大体、アンタだって命令違反で処分受けることになるのよ。解ってんの?」


「何が命令違反だ、おかしいのは君達だ! そっちこそ解ってないのか!? コイツは葛城さんの頭を吹っ飛ばして、建物に穴をあけるくらい凶暴なんだぞ!」


「人間が変な手出ししなかったら、この子だってそんなことしなかったでしょ。……バカばっかりでうんざりするわね」


 翼は露骨に機嫌を悪くしてる。美人だから余計怖い。迫力ある。でも僕の味方みたいだから、頼りになるな。そのままこの嘘つきをコテンパンにしてほしい。

 嘘つき男は、なんだか傷付いたみたいな顔をしていた。そしてすぐに、僕を憎悪のこもった目で睨む。ええ……なんでコイツがムムムみたいな顔してるの? 立場絶対逆でしょ。そんな顔されても困るんだけど。


「どうして君はそんなことが言えるんだ。ケイブに家族を殺された人間を、何人も見ただろう! そんな獣以下の奴を仲間に迎え入れるなんて、頭がおかしいんじゃないのか!?」


「だから? それはこの子がやったんじゃないっつってるわよね」


「やってからじゃ手遅れなんだよ! 私の家族みたいなことになる前に、ソイツは解剖に回すべきだ! リスクを抱えたままでいられるか!」


「バカみたい。この子とちょっと喋ったら、他のケイブとは全然違う生き物だって解るじゃない」


「でもケイブだろ!? 結局同じだ!」


「ああ、もううるさい。アンタに何言ったって、危険だ危険だって喚くばっかりで理解しなさそうだからもういいわ」


 翼はばっさり嘘つきを切り捨てた。嘘つきは拳を強く握り込んで、唇をわなわな震わせている。悔しそう。


「どうしてなんだよ。……私には君たちの神経が理解できない」


 どうして私の家族を殺したケイブを、私が保護しなきゃならないんだ。

 そう吐き出された言葉に、翼はふっくらした唇を歪めた。


「出たわね、本音が。
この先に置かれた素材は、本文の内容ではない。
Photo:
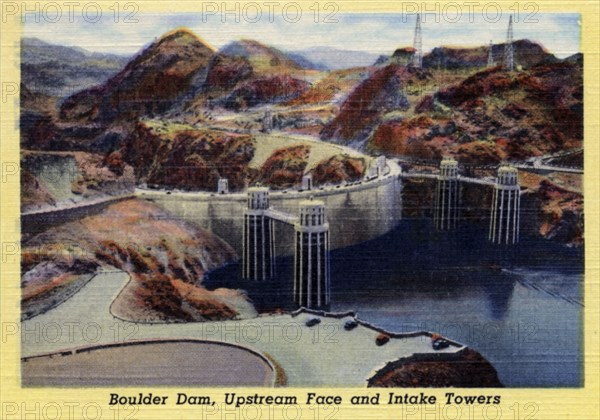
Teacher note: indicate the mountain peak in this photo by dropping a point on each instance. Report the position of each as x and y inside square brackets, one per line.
[180, 37]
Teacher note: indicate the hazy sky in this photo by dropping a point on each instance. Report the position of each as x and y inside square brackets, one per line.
[377, 33]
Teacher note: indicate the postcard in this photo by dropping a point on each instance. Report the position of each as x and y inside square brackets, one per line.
[300, 210]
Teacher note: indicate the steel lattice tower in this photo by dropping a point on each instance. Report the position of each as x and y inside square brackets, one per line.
[418, 45]
[490, 56]
[509, 62]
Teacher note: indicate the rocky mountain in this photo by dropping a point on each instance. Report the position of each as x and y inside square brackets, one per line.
[526, 54]
[166, 258]
[327, 58]
[246, 73]
[494, 115]
[60, 71]
[187, 158]
[150, 83]
[381, 92]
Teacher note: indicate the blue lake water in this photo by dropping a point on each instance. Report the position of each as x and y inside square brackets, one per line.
[520, 307]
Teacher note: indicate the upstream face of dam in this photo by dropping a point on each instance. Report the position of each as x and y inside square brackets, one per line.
[355, 215]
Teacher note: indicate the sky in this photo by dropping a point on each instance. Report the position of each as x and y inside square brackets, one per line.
[377, 33]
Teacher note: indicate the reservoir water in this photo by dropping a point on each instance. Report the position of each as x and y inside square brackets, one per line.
[519, 307]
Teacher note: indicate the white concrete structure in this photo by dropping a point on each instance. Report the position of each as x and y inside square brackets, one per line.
[446, 211]
[311, 257]
[259, 246]
[506, 203]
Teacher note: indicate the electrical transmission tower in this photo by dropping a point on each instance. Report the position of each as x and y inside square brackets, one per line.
[509, 62]
[490, 56]
[418, 45]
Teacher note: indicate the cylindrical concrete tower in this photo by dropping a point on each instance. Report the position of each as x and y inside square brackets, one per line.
[259, 244]
[506, 203]
[311, 261]
[446, 212]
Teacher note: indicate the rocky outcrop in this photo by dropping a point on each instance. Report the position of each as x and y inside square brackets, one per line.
[265, 90]
[178, 156]
[285, 167]
[337, 169]
[165, 257]
[378, 94]
[149, 84]
[492, 116]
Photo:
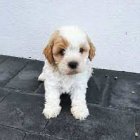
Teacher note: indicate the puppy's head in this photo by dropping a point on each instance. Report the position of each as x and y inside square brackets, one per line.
[69, 49]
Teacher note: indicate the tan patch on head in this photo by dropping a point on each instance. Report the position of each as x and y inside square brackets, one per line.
[55, 48]
[91, 50]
――割り切れないならここの仕事は向いてないわ。傷付かないうちに、辞めたほうがいいんじゃない?」


 翼はそう言い捨てると、僕を抱いたまま歩いた。さっきの嘘つきはもう、何も言わなかった。





 車椅子で運んでもらって、部屋に戻る。僕がビームを撃ったことはもう知れ渡ってるのか、来るとき以上にものすごいヒソヒソされた。腹が立つので威嚇ビームしてやろうかと思ったけど、不満を感じる僕に気付いた翼が、「ビームはダメよ」なんて釘を刺して来たので我慢する。
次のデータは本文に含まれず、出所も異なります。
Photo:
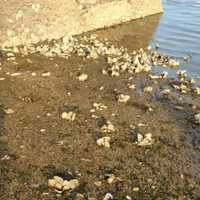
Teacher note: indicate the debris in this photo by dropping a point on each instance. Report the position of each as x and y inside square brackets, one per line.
[70, 116]
[83, 77]
[148, 89]
[197, 118]
[46, 74]
[105, 141]
[136, 189]
[146, 140]
[70, 185]
[108, 127]
[9, 111]
[123, 98]
[99, 106]
[131, 86]
[62, 185]
[108, 196]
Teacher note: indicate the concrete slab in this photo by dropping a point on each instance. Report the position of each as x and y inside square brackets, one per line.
[23, 22]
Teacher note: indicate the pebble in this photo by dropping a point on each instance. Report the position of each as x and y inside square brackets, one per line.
[70, 185]
[46, 74]
[197, 118]
[136, 189]
[105, 141]
[108, 196]
[9, 111]
[131, 86]
[62, 185]
[123, 98]
[83, 77]
[148, 89]
[108, 127]
[70, 116]
[146, 140]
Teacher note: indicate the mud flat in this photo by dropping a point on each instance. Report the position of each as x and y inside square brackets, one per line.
[86, 119]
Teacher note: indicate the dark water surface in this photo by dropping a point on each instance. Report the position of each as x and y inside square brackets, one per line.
[178, 33]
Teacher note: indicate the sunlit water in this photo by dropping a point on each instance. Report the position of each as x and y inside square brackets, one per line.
[178, 33]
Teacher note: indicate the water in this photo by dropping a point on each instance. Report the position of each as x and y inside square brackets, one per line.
[178, 33]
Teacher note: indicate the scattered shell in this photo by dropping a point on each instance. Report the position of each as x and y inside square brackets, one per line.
[99, 106]
[123, 98]
[46, 74]
[16, 74]
[197, 118]
[148, 89]
[173, 63]
[113, 179]
[60, 185]
[146, 140]
[108, 127]
[131, 86]
[105, 141]
[51, 183]
[166, 91]
[9, 111]
[83, 77]
[108, 196]
[136, 189]
[70, 116]
[197, 90]
[98, 183]
[182, 74]
[70, 185]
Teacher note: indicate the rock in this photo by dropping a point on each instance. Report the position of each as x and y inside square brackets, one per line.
[108, 127]
[9, 111]
[58, 186]
[182, 74]
[70, 185]
[105, 141]
[58, 179]
[131, 86]
[148, 89]
[136, 189]
[197, 90]
[83, 77]
[70, 116]
[146, 140]
[108, 196]
[197, 118]
[123, 98]
[51, 183]
[98, 183]
[46, 74]
[173, 63]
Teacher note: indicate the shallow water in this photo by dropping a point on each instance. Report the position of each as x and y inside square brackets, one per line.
[178, 33]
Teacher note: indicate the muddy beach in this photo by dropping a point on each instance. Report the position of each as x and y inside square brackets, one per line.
[93, 112]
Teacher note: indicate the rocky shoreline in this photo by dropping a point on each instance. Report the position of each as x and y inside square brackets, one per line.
[84, 119]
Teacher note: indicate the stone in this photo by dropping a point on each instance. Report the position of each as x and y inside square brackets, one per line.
[197, 118]
[105, 141]
[9, 111]
[148, 89]
[51, 183]
[83, 77]
[70, 116]
[108, 196]
[75, 17]
[70, 185]
[123, 98]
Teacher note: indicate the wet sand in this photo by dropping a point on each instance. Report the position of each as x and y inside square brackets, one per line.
[36, 143]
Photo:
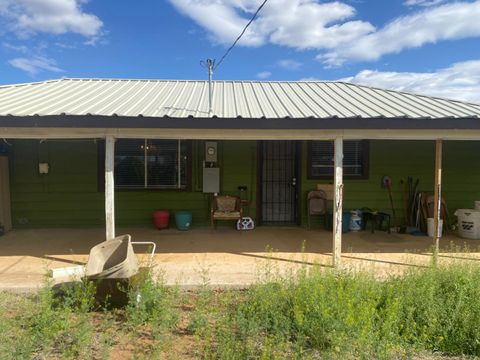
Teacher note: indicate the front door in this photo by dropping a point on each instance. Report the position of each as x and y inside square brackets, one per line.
[279, 182]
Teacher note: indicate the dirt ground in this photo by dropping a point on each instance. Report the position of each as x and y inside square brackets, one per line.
[222, 257]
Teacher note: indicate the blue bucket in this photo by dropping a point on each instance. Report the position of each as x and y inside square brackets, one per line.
[346, 216]
[183, 220]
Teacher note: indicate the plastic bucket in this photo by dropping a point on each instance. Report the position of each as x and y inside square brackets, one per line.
[346, 216]
[161, 219]
[183, 219]
[431, 227]
[355, 221]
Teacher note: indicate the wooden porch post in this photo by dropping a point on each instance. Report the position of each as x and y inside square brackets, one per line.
[438, 197]
[338, 202]
[109, 188]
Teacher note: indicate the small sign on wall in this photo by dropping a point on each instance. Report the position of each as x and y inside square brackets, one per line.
[43, 168]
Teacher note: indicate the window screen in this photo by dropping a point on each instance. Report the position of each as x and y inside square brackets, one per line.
[355, 156]
[145, 164]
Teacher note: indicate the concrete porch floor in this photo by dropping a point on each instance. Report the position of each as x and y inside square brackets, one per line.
[222, 257]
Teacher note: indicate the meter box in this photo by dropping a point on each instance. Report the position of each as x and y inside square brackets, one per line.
[211, 180]
[211, 152]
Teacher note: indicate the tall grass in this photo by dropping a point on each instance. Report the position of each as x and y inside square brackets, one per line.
[351, 315]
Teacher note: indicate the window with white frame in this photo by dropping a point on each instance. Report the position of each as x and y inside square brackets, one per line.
[355, 159]
[151, 164]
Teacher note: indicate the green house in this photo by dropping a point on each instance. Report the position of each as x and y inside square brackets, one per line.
[94, 153]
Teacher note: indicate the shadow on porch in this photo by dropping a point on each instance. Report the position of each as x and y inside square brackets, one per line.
[224, 256]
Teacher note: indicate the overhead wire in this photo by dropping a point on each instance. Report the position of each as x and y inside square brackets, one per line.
[240, 36]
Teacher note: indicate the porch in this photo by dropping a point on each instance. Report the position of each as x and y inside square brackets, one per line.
[223, 257]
 また今朝みたいにベッドに寝転んだ僕は、翼に言った。


「ねえ、僕嫌われすぎじゃない? まあビーム撃ったのは悪いと思うけどさ。でも、元はと言えばそっちが僕を殺そうとしたんだよ」


「そうね、本当に。ごめんね、気付かずに引き渡しちゃって」


「翼がやったわけじゃないんだから、それはいいんだけどさ。翼は謝らなくていいよ。だって僕も、他のケイブがやったことに謝らないもんね」


 良かった、と翼は微笑んだ。同じ人間でも、それぞれ性格は全然違うみたいだ。翼といると安心する。銀杏もだ。今日は銀杏は来るのかな。


「翼」


「ん?」


 翼は僕の部屋で休憩することにしたようで、椅子に座っている。


「……翼も、ケイブ嫌い?」


 翼が、二重の乗った瞳を見開いた。どうでもいい人間に嫌われるのは、どうでもいいからどうでもいい。だけど翼は僕に優しいから、本当は嫌われたりしてたらやだなって思う。
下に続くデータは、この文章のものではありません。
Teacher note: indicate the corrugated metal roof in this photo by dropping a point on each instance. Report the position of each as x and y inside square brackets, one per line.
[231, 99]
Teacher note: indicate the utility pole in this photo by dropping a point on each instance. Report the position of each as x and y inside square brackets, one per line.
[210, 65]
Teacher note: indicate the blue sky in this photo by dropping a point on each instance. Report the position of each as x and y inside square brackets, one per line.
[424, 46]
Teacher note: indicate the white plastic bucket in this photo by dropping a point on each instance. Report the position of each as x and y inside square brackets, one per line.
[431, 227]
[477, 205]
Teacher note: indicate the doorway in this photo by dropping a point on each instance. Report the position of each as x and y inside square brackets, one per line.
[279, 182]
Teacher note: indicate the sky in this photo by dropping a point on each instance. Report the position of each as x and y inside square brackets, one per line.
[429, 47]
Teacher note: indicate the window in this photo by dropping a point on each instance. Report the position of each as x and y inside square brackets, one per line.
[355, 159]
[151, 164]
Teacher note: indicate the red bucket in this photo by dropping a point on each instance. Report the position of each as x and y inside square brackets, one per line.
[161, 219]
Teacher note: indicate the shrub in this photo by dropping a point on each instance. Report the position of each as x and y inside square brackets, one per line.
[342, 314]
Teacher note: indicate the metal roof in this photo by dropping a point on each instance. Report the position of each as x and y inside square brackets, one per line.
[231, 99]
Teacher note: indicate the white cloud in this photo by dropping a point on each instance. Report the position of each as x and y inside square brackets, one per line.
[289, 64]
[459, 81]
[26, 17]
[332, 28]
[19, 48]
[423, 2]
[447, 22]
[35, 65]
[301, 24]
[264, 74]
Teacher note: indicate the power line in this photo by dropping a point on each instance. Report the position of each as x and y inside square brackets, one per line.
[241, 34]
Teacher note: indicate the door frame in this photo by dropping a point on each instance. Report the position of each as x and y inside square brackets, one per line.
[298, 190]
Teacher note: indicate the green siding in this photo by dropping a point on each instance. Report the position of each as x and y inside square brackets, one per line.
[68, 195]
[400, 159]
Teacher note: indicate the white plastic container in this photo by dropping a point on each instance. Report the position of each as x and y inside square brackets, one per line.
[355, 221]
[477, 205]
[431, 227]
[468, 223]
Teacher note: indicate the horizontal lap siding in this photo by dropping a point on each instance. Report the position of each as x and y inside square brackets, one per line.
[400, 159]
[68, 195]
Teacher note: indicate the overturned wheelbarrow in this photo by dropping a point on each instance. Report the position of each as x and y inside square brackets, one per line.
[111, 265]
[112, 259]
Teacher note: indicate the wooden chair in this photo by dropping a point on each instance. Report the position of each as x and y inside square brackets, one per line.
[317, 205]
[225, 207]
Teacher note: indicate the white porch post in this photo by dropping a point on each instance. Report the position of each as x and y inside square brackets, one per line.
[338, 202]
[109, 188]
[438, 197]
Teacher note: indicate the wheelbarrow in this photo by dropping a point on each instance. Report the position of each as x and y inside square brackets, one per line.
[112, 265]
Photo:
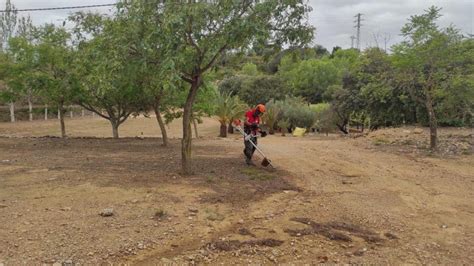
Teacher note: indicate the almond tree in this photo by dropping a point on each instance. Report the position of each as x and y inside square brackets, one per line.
[200, 32]
[428, 61]
[55, 78]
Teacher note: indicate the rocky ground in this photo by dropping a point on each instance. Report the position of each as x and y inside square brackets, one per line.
[380, 198]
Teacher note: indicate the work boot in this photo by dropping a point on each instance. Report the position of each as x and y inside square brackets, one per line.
[249, 162]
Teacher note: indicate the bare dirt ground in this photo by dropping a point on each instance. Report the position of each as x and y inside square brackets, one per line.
[375, 199]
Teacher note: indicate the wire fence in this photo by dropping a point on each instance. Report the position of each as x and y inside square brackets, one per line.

 と、若干ふて腐れていたら、翼は立ち上がって僕の頭をぐしゃぐしゃにした。


「正直に言うわね」


「……うん」


「ケイブそのものについて聞かれたら、私は嫌いって言うしかないわ。……私も友達を何人か、ケイブに殺されてるから」


「…………でも、それやったの僕じゃない……」


「勿論解ってる。だから、アンタのことは気に入ってるのよ」


「ほんと?」


「ほんと」


 良かった。翼は僕を気に入ってるって言ってる。じゃあ僕と翼は、友達っていうやつかな。まだ早いのかな。僕は言葉しか知らないし、これが当てはまるかどうかはまだ解らない。翼の細い指が、僕の髪の毛をすいている。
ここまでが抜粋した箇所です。